There was another moment I wasn’t thrilled with. But we’ll leave that alone for now. Mostly I was just shocked by the brain freeze. (I know some of you call these something else, but I do prefer brain freeze, as it really does feel as if my brain is suddenly frozen or locked up.)

And now I’m home, and watching San Francisco Symphony and MTT doing Ives’ “New English Holidays”. Crazy Ives! When I first started playing English horn in San Jose Symphony (RIP) we did an Ives that, at one point, has the orchestra blasting away playing a number of different things (I think it’s a parade of sorts? … it’s been a LONG time! Maybe a reader will fill me in?). All of the sudden everyone stops and there is a lone English horn (me) playing a long held note. I was, at that point, not as tuned in to the EH and the key of F, and I was always surprised by the note that was sounding as I expected the pitch you’d hear on a C instrument. I’m sure I’d be missing that surprise now, and I’m sort of sorry; that was always a fun little moment.

This is part of San Francisco Symphony series called Keeping Score. It’s a series I highly recommend.

There are six more Nutcracker performances left, of which I play four; originally I had thought we’d be out of town for the final two so I submitted my absence request. This didn’t turn out to be the case, but I had to turn my notice in early enough that I didn’t know plans would be different. So oh well! I’ll be done early, and a sub will get some extra work. So … well … “it’s all good.” (I’ve decided “it’s all good” means “nothin’ to be done!”)

And … WOW … just at the part of the Ives with choir. Incredible! I’d love to do this work! And now I suppose I should get the DVD because this is really amazing!

4 Comments

  1. Could the Ives piece you’re thinking of be his 4th Symphony? I can’t recall off the top of my head any long, lonely English Horn notes, but the second movement does have some parade-like passages. In typical Ives fashion, there are even spots where multiple parades are going on at once, each to the rhythm of its own drum corp.

    I love Ives’ music. It may get very complex at times, but half the fun is spotting all the familiar tunes half-buried in the texture.

  2. I’ll have to listen to the fourth to see if that’s it. I suspect you are correct.
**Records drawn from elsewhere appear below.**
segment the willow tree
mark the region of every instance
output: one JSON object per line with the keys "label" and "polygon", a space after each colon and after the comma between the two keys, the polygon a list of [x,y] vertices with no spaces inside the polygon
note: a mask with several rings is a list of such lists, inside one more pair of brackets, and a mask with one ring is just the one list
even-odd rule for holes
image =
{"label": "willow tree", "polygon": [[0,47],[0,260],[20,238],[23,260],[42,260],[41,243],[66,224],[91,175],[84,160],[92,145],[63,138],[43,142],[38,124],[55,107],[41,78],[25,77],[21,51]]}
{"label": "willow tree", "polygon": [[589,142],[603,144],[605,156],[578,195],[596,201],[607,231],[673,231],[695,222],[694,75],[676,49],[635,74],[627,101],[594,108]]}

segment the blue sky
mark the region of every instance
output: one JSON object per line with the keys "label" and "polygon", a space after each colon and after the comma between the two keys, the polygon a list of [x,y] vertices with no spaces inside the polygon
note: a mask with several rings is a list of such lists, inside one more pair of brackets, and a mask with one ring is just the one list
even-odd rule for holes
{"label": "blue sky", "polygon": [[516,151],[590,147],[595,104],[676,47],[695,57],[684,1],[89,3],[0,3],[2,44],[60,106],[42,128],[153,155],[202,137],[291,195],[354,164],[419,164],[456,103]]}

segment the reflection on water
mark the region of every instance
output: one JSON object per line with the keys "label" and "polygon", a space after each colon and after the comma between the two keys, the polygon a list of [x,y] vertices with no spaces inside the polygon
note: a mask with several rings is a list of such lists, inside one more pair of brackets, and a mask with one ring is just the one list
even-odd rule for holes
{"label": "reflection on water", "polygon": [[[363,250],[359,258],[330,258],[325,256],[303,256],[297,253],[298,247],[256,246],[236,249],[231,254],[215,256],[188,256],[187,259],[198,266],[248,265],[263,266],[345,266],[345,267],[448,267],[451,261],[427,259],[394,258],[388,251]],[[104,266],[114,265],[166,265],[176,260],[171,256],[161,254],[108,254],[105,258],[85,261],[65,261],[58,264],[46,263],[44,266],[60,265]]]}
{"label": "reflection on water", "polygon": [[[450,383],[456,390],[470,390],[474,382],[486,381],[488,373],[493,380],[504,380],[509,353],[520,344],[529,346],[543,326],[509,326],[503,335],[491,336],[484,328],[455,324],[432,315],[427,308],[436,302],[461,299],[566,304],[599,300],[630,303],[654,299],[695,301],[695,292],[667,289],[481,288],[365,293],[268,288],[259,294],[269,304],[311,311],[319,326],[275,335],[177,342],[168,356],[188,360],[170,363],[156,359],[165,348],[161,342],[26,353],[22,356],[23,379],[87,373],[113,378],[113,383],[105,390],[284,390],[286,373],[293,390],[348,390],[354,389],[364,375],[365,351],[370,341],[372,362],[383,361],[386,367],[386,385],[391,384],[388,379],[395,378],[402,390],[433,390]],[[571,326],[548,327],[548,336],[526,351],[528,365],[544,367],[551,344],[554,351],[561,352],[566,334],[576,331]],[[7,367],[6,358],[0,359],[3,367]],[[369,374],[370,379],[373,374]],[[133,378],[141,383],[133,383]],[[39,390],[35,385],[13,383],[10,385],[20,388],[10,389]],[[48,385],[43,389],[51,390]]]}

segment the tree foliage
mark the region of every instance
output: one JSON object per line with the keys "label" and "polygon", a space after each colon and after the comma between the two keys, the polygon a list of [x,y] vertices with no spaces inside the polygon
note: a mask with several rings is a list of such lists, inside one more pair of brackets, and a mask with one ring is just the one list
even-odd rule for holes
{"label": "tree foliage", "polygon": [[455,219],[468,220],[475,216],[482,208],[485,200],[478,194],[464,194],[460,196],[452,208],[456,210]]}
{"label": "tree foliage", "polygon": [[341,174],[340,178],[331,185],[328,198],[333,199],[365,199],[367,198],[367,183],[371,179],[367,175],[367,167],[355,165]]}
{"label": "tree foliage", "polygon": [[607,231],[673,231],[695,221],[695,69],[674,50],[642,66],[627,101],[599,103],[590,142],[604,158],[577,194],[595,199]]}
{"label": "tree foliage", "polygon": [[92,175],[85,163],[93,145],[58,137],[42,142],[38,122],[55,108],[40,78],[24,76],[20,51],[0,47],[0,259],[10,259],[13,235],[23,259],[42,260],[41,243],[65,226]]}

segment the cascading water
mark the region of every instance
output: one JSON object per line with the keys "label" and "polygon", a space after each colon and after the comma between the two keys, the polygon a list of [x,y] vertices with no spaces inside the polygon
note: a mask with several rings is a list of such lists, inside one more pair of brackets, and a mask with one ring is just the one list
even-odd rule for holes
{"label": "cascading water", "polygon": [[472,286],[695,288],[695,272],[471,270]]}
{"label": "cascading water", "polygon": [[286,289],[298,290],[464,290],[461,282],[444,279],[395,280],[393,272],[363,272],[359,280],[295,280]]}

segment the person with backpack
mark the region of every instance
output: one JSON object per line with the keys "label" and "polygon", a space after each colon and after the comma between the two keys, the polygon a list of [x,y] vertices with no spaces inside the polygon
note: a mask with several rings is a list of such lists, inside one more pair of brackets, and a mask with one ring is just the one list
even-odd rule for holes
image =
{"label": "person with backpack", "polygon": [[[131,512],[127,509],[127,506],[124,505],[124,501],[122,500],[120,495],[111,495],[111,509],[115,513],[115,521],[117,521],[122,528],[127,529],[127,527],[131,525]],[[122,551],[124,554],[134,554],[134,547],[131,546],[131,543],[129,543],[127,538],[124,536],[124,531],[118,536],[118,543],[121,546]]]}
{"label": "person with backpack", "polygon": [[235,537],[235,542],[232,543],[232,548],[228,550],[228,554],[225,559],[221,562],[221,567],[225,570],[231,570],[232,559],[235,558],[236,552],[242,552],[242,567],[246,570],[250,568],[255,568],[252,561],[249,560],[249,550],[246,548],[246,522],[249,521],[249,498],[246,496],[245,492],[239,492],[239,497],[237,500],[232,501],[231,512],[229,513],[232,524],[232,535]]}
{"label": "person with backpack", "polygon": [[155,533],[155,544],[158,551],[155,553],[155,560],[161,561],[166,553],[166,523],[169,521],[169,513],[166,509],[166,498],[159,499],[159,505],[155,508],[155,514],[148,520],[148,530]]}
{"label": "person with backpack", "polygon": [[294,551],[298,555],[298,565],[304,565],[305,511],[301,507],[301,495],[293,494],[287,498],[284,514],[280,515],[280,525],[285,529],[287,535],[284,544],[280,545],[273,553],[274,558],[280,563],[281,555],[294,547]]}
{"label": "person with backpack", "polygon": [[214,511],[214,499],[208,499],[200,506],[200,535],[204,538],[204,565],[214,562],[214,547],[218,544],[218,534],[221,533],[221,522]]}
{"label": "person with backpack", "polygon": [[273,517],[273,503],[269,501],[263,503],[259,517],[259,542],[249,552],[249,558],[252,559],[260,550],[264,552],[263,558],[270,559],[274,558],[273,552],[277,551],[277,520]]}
Thanks!

  3. I had thought he had done one that was intended to depict a parade with different ensembles playing different tunes at the same time (based on a childhood parade experience)? Does that sound familiar?

  4. My understanding, Tim, was that that was how it worked. I think he intended it to sound as if the groups were passing by the stand or some such thing. & I DO believe that was the symphony that had the EH solo note in it. I probably did this in the 1975/76 bicentennial season. My very first year of San Jose Symphony!